With the Great Recession behind the valley, Gragson remains bullish on Las Vegas and its future. The lone obstacle is the lack of water.
“If it wasn’t for the water, I would say we have just begun,” Gragson said. “If we’re able to solve that, there’s nothing holding us back. There’s a lot of land, lot of people and one of the best places in the world to come with our weather and taxes.”
Gragson said that it will be vital for the BLM to open up more land for sale and that the state’s congressional delegation will have to help make that a reality.
“It’s just a matter of getting the utilities there,” Gragson said. “We got the wherewithal to develop.”
Woodcock said Gragson deserves the recognition for his involvement in the GLVAR and politics his entire life.
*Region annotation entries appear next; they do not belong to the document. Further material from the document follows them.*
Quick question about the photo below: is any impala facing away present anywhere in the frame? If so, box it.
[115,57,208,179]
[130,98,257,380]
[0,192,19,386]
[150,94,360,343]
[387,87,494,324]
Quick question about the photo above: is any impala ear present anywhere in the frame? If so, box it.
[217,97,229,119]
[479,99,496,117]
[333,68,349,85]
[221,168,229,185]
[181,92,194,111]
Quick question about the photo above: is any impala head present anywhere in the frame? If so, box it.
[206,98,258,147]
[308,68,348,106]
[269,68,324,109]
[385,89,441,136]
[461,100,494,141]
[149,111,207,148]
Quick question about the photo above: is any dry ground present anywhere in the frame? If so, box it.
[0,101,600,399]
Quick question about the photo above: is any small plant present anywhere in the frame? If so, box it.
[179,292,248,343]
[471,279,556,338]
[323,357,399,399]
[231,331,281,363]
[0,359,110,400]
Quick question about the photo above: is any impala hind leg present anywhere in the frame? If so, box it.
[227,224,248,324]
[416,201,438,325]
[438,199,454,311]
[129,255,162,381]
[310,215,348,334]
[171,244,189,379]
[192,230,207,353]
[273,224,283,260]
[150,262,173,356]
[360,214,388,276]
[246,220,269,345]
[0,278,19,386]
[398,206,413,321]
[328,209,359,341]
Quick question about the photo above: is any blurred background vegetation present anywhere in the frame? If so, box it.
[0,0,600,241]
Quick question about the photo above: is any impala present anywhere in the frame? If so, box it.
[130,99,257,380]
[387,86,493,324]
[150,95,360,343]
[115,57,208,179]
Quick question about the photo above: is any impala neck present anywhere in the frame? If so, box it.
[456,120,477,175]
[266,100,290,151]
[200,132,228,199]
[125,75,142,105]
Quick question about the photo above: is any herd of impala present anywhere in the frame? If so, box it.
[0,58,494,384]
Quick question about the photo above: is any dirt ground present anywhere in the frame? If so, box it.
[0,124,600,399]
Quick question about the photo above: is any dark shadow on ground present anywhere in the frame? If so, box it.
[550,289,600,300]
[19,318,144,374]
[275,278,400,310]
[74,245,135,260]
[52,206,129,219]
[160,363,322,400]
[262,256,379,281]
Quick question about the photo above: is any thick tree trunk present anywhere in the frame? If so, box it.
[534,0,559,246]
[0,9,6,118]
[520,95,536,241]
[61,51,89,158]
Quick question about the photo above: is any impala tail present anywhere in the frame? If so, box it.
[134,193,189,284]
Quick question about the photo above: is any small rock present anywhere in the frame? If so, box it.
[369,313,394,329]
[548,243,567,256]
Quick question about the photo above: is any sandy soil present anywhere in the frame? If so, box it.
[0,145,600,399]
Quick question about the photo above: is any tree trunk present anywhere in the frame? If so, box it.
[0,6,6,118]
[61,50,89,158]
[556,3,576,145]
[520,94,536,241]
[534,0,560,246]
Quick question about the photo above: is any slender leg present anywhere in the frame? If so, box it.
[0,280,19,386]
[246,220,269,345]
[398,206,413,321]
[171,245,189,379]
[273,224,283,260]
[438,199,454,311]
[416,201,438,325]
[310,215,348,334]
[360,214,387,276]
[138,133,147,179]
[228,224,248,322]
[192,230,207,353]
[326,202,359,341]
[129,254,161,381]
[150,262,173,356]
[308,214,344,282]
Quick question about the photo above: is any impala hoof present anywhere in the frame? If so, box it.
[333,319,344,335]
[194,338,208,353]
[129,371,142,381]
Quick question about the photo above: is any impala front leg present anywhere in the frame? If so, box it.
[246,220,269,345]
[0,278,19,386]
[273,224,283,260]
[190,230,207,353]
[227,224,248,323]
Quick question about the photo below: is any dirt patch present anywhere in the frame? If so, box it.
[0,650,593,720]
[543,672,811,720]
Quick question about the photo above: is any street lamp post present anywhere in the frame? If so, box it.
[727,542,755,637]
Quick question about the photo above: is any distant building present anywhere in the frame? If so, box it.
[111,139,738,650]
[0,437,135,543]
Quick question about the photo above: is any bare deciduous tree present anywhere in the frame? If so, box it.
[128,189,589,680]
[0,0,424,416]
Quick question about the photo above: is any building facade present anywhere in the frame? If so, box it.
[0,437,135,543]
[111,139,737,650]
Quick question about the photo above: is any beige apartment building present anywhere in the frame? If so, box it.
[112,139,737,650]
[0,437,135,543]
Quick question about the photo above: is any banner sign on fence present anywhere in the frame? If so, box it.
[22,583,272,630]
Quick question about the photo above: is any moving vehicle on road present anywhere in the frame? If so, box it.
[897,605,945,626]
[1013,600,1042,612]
“He’s been a staunch supporter of our profession for 40-plus years,” Woodcock said. “He’s always made a commitment, not only financially but he’s an ardent supporter of being involved in politics and understanding that if real estate is your profession, politics has to be your business. He made it a point to get to know politicians and making sure they supported private property rights. He’s the ultimate private property rights advocate. I’ve learned a lot from Ken.”
Gragson is the grandfather of Noah Gragson, Scott’s son, a professional stock car driver and winner in the NASCAR Truck series.
Gragson was among several recipients of GLVAR annual awards distributed in December. Patty Kelley was named GLVAR’s Realtor of the Year for 2018. She is past president of the GLVAR and statewide Nevada Realtors. Other winners included:
■ JC Melvin – Residential Instructor of the Year.
■ Michelle Casolari – Ronn Reiss Award for educational excellence and leadership.
■ Robert Hamrick – Gene Nebeker Memorial Award for professionalism and service to the GLVAR and the community.
■ Azim Jessa – Sala/Rubin Award (formerly called the Frank Sala Award and now also honoring longtime GLVAR leader Marv Rubin).
■ Jeff Moore and David J. Tina – GLVAR Hall of Fame inductees.